Quite an active discussion on the latest searchmysite.net blog post on Hacker News at news.ycombinator.com/item?id=3

So I've found out where the 99.999% of search requests a day are coming from - it seems my search engine has been added to an SEO tool and the searches are "scraping footprints" executed by spammers looking for URLs to target. Trying to block but it is feeling like a losing battle, with 157,587 spammer requests on 10 May, and a battle with nothing to gain by winning, given daily searches by real users are still in the single digits after 2 years. More info at blog.searchmysite.net/posts/al

I'm seeing a vast amount of traffic (99.999%?) to searchmysite.net come from what looks like some other search. Requests have different IPs and user agents and random looking queries so I'm not convinced it is bots. The referrer isn't set though so I don't know the source.
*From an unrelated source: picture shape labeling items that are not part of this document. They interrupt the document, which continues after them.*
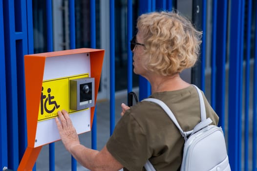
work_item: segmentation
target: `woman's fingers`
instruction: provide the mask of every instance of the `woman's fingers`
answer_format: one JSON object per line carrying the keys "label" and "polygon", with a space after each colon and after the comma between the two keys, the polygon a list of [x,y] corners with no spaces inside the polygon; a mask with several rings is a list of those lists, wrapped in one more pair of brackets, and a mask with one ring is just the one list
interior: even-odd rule
{"label": "woman's fingers", "polygon": [[121,113],[121,116],[123,116],[126,111],[130,107],[128,107],[128,106],[125,105],[124,103],[121,104],[121,108],[122,109],[122,111]]}
{"label": "woman's fingers", "polygon": [[58,116],[59,116],[60,120],[61,121],[61,124],[62,124],[63,128],[67,128],[67,122],[62,111],[62,111],[62,112],[61,111],[58,111],[57,113],[58,113]]}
I've stopped returning results for those requests which takes some of the load off the server, but I'd like to try to find out what is going on. Any ideas as to how to trace?

Anyone have any recommendations for cloud hosting for searchmysite.net? I've run out of the free trial with AWS and am starting to be billed at approx USD90 per month, so need to switch. I had hoped to get on fosshost.org but they're not taking new projects. Current favourite is Hetzner which would be EUR8.21 monthly if I dropped wikipedia indexing (or EUR27.25 monthly if I continued indexing wikipedia).
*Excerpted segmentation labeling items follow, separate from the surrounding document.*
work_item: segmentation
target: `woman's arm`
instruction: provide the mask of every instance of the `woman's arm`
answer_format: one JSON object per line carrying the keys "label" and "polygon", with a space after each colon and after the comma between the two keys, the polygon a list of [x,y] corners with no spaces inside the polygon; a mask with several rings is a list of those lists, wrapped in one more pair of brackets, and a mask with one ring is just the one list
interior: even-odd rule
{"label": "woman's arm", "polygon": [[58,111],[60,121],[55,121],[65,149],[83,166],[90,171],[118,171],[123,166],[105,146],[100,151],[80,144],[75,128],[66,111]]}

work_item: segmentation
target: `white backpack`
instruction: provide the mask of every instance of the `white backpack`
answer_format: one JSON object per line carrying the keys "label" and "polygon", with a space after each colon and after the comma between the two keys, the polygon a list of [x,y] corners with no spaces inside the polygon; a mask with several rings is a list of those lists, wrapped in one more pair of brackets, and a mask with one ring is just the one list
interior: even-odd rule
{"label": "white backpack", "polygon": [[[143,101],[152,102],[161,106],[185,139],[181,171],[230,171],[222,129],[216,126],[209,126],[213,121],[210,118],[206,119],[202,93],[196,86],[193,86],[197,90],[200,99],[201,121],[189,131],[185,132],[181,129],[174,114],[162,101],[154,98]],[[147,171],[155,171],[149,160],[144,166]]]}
So I've finally managed to index Wikipedia. I reckon it turns searchmysite.net into a much more useful search engine for day-to-day usage. I've put together a post with some technical information (data source, disk and memory requirements, etc.), including links to the source code so you can try it yourself, at blog.searchmysite.net/posts/se , if anyone is interested.

Based on a review of recent failures in my indexing log, roughly 5% of all sites were not being indexed due to indexing errors, and of these indexing errors 62% were sites that had disappeared, 19% were sites where robots.txt blocked indexing, and 5.5% were sites where Cloudflare blocks indexing. Further information at blog.searchmysite.net/posts/so .

Been a while, but I've just posted a short progress update: blog.searchmysite.net/posts/pr . Short summary is that I've been reviewing submissions daily, fixed some minor bugs, and the system has been stable, but I've not had chance to do any enhancements. One interesting thing I've noticed is that I hardly get any hits from Google: anyone have any idea why?

I've summarised how much searchmysite.net (the open source search engine and search as a service) has cost over the past 6 months, and estimated how much it may cost to keep going in future: blog.searchmysite.net/posts/se Short summary: it is (perhaps) surprisingly expensive to run a search engine and search as a service. The good news is that there is a plan to cover costs (without resorting to advertising). Let's see if it works.

Today I noticed: When I make pretend phone calls I have my fist by my cheek with my little finger out towards my mouth and my thumb out towards my ear, but when my children are making pretend phone calls they place flat palms towards their face.

I posted this to IndieHackers and HN. Top post in the blogging section on IndieHackers is from someone making $8K MRR from "productized SEO content marketing" (I think that means generating blogspam) so I don't think that's the target audience:-)

Wow, my advert-free search engine comment got a fair bit of negativity on Hacker News. Apparently I should think about all the poor writers trying to eke out a living from the advertising on their blogs. Not that I was saying advert-driven search engines should be banned - librarians don't put shopkeepers out of business because they're doing different things.

searchmysite.net is now open source: blog.searchmysite.net/posts/se . Post includes: Why aren’t other search engines open source? What open source licence is it? What are the future plans?

This post contains details of the most recent round of relevancy tuning for searchmysite.net, completed following user feedback and the submission of many more sites. It is possible to detail how results are ranked because of the model designed to keep out and remove the financial incentive for spam: blog.searchmysite.net/posts/re

@markosaric FYI I've switched searchmysite.net to use Plausible analytics. I mention this on the About page, plus have written a short blog post about it. BTW I love your business model and philosophy.

searchmysite.net has its own dedicated blog now, and I've posted a bit more details of some of the changes I've made since the burst of activity in mid October at blog.searchmysite.net/posts/im

TIL there's a breed of semi-feral sheep on a small Scottish island that has evolved to eat mostly seaweed, giving the meat a "unique, rich flavour": en.wikipedia.org/wiki/North_Ro

Had to log in to FB for the first time in 7 years, to change my password as apparently it had been compromised (it says there was a login from a Windows PC, so that definitely wasn't me). What a disaster zone it has become.

There has been a slight mismatch between the number of sites submitted, and the number indexed. Turns out that 10 sites have a User-agent: * Disallow: / in their robots.txt. I've added those sites to the do not index list, which means if you resubmit them you'll see the message '... has previously been submitted but ... Access blocked by robots.txt'. If you see this, but have updated robots.txt to allow searchmysite.net, let me know and I'll move to the index list again.